Imported cars at a yard in Mombasa on November 24, 2017. Photo | Kevin Odit | NMG

What you need to know:

  • Data shows Kenya shipped in 65,249 units of vehicles at a cost of Sh60.8 billion between January-September, translating to an average of Sh931,815 per unit.
  • This indicates a shift towards low-priced imported cars among local buyers.
  • Increased use of services such as Uber has a hand in the trend as young people buy units they can afford for business.

The average cost of imported cars in Kenya slid 15.2 per cent to Sh931,815 per unit in the nine months to September 2017, indicating a shift by buyers towards budget vehicles.

Official data shows that the country shipped in 65,249 units of vehicles at a cost of Sh60.8 billion between January-September, translating to an average of Sh931,815 per unit.

In a similar period of 2016, Kenya imported 59,700 vehicles, which was nine per cent fewer units than last year’s but at a steeper cost of Sh64.1 billion, according to Kenya National Bureau of Statistics (KNBS).

The 2016 car import bill translates to an average of Sh1.1 million per unit, which is Sh168,185 costlier than last year’s average unit cost of Sh931,815.

This indicates a shift towards low-priced imported cars among local buyers who battled a tough economic climate in the 2017 year punctuated by an acute credit squeeze from banks and prolonged election cycle.

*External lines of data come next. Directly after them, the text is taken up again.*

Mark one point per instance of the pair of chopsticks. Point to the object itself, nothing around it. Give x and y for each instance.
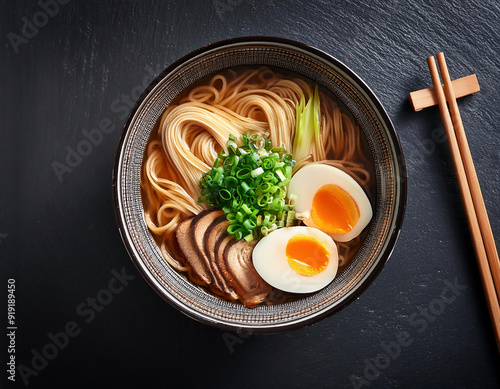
(479, 225)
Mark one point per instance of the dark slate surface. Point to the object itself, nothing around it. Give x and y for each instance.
(84, 65)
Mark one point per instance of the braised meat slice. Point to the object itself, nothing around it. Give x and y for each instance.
(189, 250)
(245, 280)
(212, 235)
(199, 227)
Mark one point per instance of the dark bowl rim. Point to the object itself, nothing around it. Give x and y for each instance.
(400, 207)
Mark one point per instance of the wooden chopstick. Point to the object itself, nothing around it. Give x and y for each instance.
(470, 171)
(483, 241)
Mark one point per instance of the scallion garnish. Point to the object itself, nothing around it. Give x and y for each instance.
(249, 184)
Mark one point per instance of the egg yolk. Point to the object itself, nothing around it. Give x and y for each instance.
(306, 255)
(334, 210)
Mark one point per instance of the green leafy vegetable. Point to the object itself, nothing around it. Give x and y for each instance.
(307, 127)
(249, 183)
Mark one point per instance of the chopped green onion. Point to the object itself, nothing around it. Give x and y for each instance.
(249, 183)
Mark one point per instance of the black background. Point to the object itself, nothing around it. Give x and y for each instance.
(59, 238)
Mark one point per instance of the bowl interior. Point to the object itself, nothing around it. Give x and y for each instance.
(389, 171)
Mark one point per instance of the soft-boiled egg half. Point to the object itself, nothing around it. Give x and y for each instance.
(331, 200)
(296, 259)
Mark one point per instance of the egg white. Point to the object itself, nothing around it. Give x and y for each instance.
(306, 182)
(270, 261)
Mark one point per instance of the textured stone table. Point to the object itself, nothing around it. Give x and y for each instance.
(84, 315)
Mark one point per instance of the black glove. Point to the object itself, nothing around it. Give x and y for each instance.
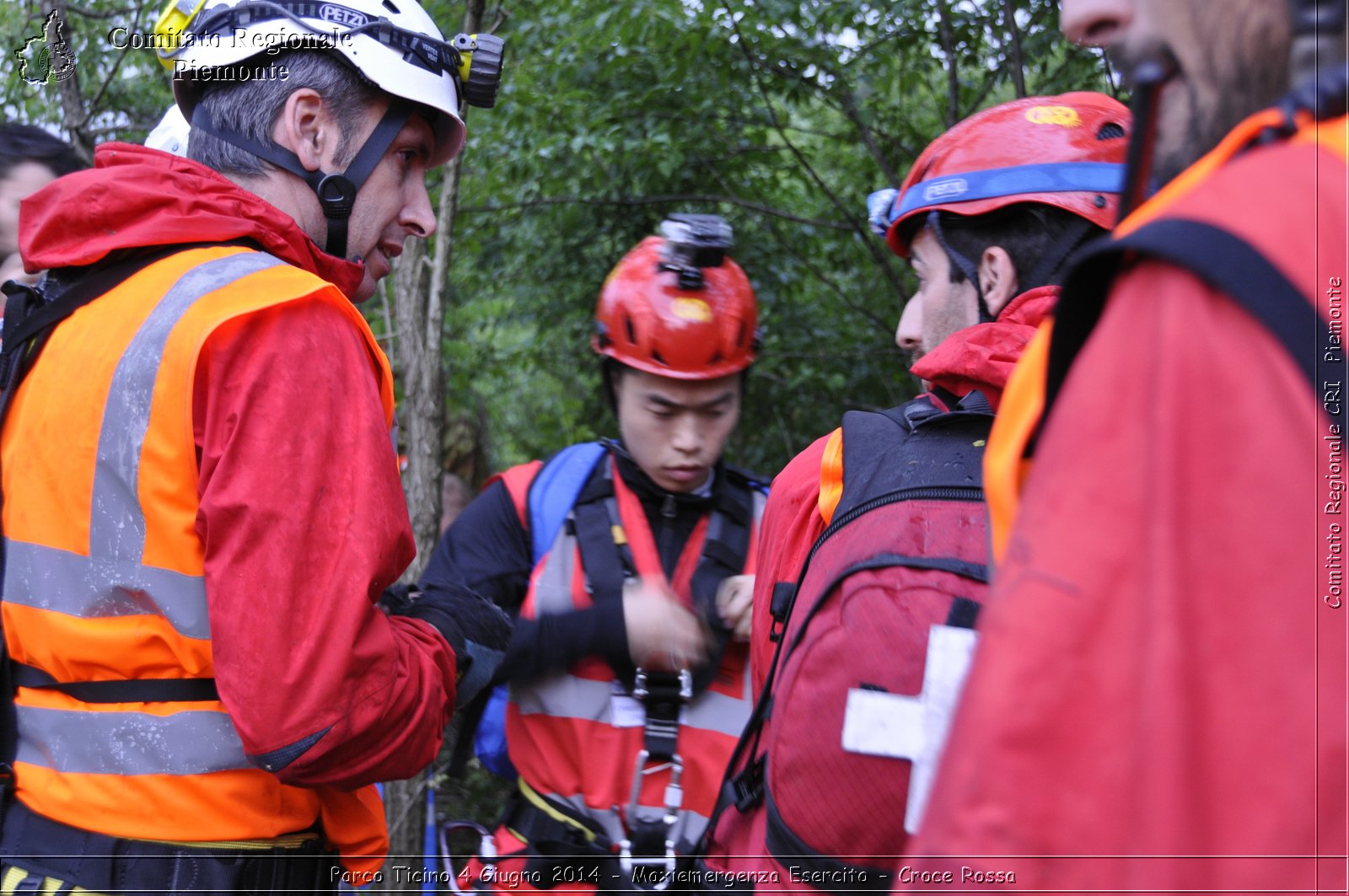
(476, 628)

“More people are going for small budget cars such as Toyota Belta,” said Charles Munyori, secretary-general of Kenya Auto Bazaar Association, a lobby group for second-hand car dealers.

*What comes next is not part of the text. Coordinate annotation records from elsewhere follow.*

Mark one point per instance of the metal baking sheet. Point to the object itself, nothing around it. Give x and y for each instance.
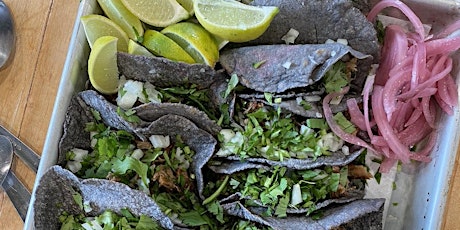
(421, 190)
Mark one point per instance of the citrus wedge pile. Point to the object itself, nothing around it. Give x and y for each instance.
(136, 49)
(117, 12)
(195, 40)
(160, 45)
(96, 26)
(233, 20)
(159, 13)
(102, 65)
(157, 28)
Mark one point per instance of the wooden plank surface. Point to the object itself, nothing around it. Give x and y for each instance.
(29, 83)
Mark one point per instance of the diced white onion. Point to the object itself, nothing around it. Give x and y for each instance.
(132, 90)
(73, 166)
(159, 141)
(331, 142)
(137, 154)
(227, 134)
(296, 197)
(79, 154)
(152, 94)
(342, 41)
(290, 36)
(287, 65)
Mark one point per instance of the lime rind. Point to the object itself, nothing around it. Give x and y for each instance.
(102, 65)
(232, 20)
(161, 45)
(187, 5)
(96, 26)
(194, 39)
(136, 49)
(118, 13)
(158, 13)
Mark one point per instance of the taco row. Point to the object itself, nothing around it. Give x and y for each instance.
(252, 149)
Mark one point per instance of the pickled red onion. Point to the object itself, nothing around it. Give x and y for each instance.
(412, 83)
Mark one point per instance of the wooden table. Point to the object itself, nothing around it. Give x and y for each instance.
(28, 86)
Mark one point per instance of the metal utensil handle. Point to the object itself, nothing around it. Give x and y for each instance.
(18, 193)
(26, 154)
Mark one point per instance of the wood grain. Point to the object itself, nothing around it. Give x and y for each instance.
(29, 83)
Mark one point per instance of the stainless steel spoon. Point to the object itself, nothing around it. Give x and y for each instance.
(16, 190)
(6, 33)
(6, 157)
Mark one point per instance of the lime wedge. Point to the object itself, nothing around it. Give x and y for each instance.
(159, 13)
(160, 45)
(96, 26)
(232, 20)
(117, 12)
(194, 39)
(188, 5)
(136, 49)
(102, 65)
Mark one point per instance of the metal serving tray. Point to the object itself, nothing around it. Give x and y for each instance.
(421, 190)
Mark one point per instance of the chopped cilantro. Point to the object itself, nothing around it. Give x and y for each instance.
(344, 123)
(336, 78)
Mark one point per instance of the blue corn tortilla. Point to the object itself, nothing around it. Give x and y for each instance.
(358, 214)
(334, 159)
(57, 186)
(162, 72)
(308, 64)
(152, 111)
(200, 141)
(320, 20)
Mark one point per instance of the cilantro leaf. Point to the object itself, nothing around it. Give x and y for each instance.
(129, 163)
(336, 78)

“Increased use of services such as Uber definitely has a hand in this as young people buy units they can afford for business.”

Taxi-hailing firm Uber last September said that it had 363,000 active users in Kenya, making it the second biggest market in Africa after South Africa, which has 969,000 active riders.

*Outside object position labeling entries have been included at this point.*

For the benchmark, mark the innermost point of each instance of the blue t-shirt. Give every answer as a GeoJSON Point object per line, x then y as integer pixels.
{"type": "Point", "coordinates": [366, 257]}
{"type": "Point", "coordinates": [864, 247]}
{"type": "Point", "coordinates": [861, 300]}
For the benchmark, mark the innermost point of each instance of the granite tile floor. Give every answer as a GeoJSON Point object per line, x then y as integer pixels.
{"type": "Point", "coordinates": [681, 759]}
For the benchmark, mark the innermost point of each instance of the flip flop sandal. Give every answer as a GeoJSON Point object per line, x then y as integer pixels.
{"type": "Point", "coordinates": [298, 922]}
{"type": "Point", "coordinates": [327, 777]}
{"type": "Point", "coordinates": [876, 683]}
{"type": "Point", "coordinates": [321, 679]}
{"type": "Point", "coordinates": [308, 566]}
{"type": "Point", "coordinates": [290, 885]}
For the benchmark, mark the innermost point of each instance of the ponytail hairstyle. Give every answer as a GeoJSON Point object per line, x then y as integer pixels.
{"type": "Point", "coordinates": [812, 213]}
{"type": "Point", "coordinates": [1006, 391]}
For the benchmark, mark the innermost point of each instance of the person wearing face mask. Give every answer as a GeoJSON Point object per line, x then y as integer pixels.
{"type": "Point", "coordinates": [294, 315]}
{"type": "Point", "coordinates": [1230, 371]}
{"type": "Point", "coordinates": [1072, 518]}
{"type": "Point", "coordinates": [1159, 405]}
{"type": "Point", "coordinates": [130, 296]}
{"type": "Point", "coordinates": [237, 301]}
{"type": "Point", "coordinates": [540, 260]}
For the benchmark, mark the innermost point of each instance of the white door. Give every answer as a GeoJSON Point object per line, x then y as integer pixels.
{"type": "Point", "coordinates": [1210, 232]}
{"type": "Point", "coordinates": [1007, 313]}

Uber said 5,000 and 12,000 Uber drivers were signed up in Kenya and South Africa, respectively. Besides Uber, other firms are Taxify, Little, ShareCab and Mondo Ride, underlining Kenya’s huge market for the taxi-hailing apps.

Kenya’s car market is dominated by low-priced second-hand imports from countries such as Japan.

Local car assemblers have been seeking to wrest market share from used car sellers who account for about 80 per cent of vehicle sales.

French automaker Peugeot through local dealer Urysia last September started assembly of its brands at Thika-based Kenya Vehicle Manufacturers as did German-based Volkswagen, churning out its Polo Vivo model.

Thika’s KVM and Mombasa-based Associated Vehicle Assemblers (AVA) are the only facilities that offer contract production, with Isuzu East Africa running a facility exclusively for its brand of commercial vehicles.